The resulting optimization problem is then given by

\[\begin{equation} \begin{aligned} \label{eqn:SDP} &\minimize \limits_{X, x} && c^\top x \\ & \text{subject to} && \begin{pmatrix} X & x \\ x^\top & 1 \end{pmatrix} \succeq 0, \\ &&& \Tr({X}) = n, \\ &&& a^\top x = t, \end{aligned} \tag{SDP} \end{equation}\]

which is equivalent to the following problem with the linear constraint squared $(a^\top x - t)^2 = 0$, resulting in the following problem:

\[\begin{equation} \begin{aligned} &\minimize \limits_{X, x} && c^\top x \\ & \text{subject to} && \begin{pmatrix} X & x \\ x^\top & 1 \end{pmatrix} \succeq 0, \\ &&& \Tr(X) = n, \\ &&& \Tr(a a^\top X) - 2 t a^\top x + t^2 = 0. \end{aligned} \end{equation}\]

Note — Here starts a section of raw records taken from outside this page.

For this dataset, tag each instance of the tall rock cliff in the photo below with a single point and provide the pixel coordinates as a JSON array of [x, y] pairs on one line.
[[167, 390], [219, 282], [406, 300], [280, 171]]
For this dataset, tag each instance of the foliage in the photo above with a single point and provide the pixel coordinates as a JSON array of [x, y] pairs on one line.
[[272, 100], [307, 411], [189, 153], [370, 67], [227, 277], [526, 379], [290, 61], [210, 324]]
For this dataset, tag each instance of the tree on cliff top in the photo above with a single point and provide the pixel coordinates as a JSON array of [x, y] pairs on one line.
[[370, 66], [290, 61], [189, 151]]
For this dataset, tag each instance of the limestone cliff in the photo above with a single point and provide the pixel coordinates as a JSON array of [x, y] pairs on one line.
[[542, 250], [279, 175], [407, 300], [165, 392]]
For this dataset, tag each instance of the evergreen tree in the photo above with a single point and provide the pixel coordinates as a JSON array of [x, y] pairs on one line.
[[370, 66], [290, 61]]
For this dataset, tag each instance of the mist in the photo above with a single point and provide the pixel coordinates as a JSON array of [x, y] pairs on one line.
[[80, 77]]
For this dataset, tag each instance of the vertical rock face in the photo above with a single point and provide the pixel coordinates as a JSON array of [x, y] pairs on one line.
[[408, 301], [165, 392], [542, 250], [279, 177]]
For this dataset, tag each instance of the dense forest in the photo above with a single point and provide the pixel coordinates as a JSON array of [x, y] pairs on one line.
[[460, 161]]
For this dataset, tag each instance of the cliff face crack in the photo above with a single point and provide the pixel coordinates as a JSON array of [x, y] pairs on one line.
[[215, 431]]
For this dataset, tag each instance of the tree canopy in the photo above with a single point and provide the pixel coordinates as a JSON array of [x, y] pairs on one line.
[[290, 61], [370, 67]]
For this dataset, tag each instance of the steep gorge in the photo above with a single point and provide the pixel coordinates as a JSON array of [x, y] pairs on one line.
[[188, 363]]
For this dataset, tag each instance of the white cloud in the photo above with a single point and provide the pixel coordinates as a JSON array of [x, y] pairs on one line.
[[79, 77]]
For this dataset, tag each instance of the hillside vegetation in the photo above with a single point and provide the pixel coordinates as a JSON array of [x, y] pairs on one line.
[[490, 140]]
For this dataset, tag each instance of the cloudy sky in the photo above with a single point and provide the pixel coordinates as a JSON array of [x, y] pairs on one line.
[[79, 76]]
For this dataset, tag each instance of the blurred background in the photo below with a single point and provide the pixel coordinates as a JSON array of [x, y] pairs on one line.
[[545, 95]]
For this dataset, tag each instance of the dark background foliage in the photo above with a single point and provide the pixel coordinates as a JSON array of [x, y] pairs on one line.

Given the PSD constraint and the fact that

\[\begin{equation} \Tr(a a^\top X) - 2 t a^\top x + t^2 = \Tr\left(\begin{pmatrix} X & x \\ x^\top & 1 \end{pmatrix} \begin{pmatrix} a a^\top & -t a \\ -t a^\top & t^2 \end{pmatrix} \right), \end{equation}\]

the squared linear constraint implies that

\[\begin{equation} \begin{pmatrix} X & x \\ x^\top & 1 \end{pmatrix} \begin{pmatrix} a \\ -t \end{pmatrix} = 0, \end{equation}\]

which is equivalent to $X a = t x$ and $a^\top x = t$. This is equivalent to a projection of the problem into a space of dimension $n-1$.